Von Jacqueline Boysen | 26.08.2005
    Zudem reagieren neue Regelungen natürlich auch auf singuläre Vorkommnisse: Der Schulzwang in Hamburg beispielsweise wurde eingeführt, nachdem dort ein siebenjähriges Mädchen dem Sadismus ihrer Eltern zum Opfer gefallen war. Jetzt sollen staatliche Institutionen in der Hansestadt eingreifen können, wo Familien Tendenzen von Verwahrlosung erkennen lassen oder Kinder vernachlässigt oder gar gequält werden.

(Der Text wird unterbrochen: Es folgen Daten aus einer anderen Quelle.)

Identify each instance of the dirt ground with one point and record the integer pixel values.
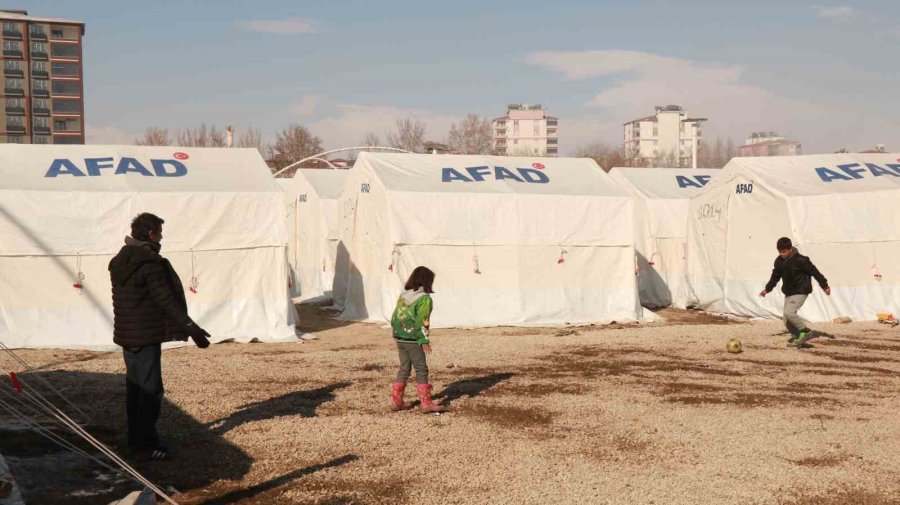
(618, 414)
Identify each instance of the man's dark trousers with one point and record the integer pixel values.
(143, 379)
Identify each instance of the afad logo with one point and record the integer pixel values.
(853, 171)
(533, 175)
(697, 181)
(94, 167)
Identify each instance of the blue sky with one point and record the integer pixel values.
(823, 73)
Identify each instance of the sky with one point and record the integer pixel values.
(822, 73)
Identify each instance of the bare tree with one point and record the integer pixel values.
(410, 135)
(201, 137)
(293, 144)
(371, 139)
(605, 156)
(249, 137)
(154, 136)
(473, 135)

    Viele Bundesländer haben mit dem laufenden Schuljahr die Modalitäten der Schulpflicht geändert und das Einschulungsalter auf fünf herabgesetzt. In Berlin, das ein so genanntes Reformschuljahr ausgerufen hat, werden alle Kinder in dem Jahr schulpflichtig, in dem sie sechs Jahre alt werden. Nordrhein-Westfalen wiederum hat das Einschulungsalter schrittweise vorgezogen. Der Freistaat Bayern hat den Stichtag 31. Juli gewählt: Wer an diesem Tag oder vorher seinen sechsten Geburtstag gefeiert hat, kommt in die Schule, wobei die Eltern ihre Kinder auch zurückstellen lassen können, wenn die persönliche Disposition des Fünf- oder Sechsjährigen dies erfordert.

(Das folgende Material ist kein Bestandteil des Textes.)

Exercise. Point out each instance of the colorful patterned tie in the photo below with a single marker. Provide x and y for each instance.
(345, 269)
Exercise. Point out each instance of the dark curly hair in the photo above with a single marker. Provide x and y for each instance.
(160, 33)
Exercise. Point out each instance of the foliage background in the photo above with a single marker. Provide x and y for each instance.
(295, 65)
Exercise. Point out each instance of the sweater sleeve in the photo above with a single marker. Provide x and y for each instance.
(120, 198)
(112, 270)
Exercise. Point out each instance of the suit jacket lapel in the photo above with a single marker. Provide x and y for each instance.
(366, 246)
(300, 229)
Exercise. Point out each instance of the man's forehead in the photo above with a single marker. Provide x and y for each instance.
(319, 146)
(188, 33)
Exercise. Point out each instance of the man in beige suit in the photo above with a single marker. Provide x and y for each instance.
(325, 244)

    Es gilt nicht zuletzt, das Sitzenbleiben der Schüler zu vermeiden - nicht nur in Sachsen-Anhalt, wo den Lehrern ausdrücklich aufgegeben ist, die Kinder soweit zu fördern, dass sie versetzt werden können.

    Der individuell unterschiedlichen Schulfähigkeit der ABC-Schützen sollen zum Beispiel in Berlin oder Brandenburg die so genannten flexiblen Schuleingangsphasen gerecht werden: Der Grundschüler absolviert die ersten Schuljahre nicht mehr schrittchenweise Klasse für Klasse, sondern je nach individueller Lerngeschwindigkeit, Auffassungsgabe, Konzentrationsfähigkeit und entsprechend seinem Sozialverhalten in ein, zwei oder drei Jahren. Wer möchte, überspringt beispielsweise nach herkömmlichem Verständnis die zweite Klasse. In der Unterrichtspraxis erlebt also der jahrgangsübergreifende Unterricht eine Renaissance.

    Auch in Bundesländern, die in der klassischen Folge vier Grundschuljahre für alle anbieten, kommt der Beurteilung der Schüler, aber auch der Lehrer eine neue Rolle zu. So erwägen verschiedene Bundesländer die Evaluierung der Lehre, und sie modernisieren die Notenvergabe. Nicht allein die oft diskutierte Frage, ob Kinder schon in den ersten Klassen mit Zensuren konfrontiert oder über ein Berichtszeugnis beurteilt werden sollen, beschäftigt die Verwaltungen. Der Begriff der "Erziehung" hält wieder Einzug in den Aufgabenkatalog der Lehrer, in Nordrhein-Westfalen erteilen diese nun auch wieder Kopfnoten. In Bayern, aber auch in Brandenburg und in Sachsen sind die Lehrer ausdrücklich dazu aufgerufen, neben dem Fachwissen verstärkt auch das Verhalten in der Klassengemeinschaft, die Konfliktfähigkeit und Aufmerksamkeit der Kinder zu bewerten sowie deren individuelle Lernstrategien genau zu beobachten. Die sächsischen Richtlinien für Lehrer mahnen Respekt vor dem einzelnen Schülern an und weisen wörtlich darauf hin, dass die "Leistungsbewertung kein geeignetes Mittel der Schülerdisziplinierung" ist!

    Zur Begutachtung der individuellen Entwicklung der Kinder gehört insbesondere in den Stadtstaaten und den urbanen Zentren die Sprachstandsmessung und der Ausbau eines gezielten Deutschunterrichts bereits vor der Einschulung. Zum Beispiel in Hamburg werden die Kinder eineinhalb Jahre vor der Einschulung getestet und gegebenenfalls in der Kita gefördert. Und in Bremen, dem Bundesland mit dem höchsten Anteil von Migrantenkindern, zielt die Sprachdiagnose auch auf Kinder deutscher Herkunft, die in ihrer Sprachentwicklung gehemmt sind und nach besonderer Förderung verlangen. Im Saarland soll diese Schülern aus bilingualen Familien zuteil werden. In anderen Ländern wiederum erscheint künftig schon auf dem Stundenplan der Erstklässler eine Fremdsprache - auch dies ein Novum.
    Nicht zuletzt werden die Curricula in der Lehrerausbildung in vielen Bundesländern reformiert - den Effekt aber werden selbstredend erst kommende Schülergenerationen erleben.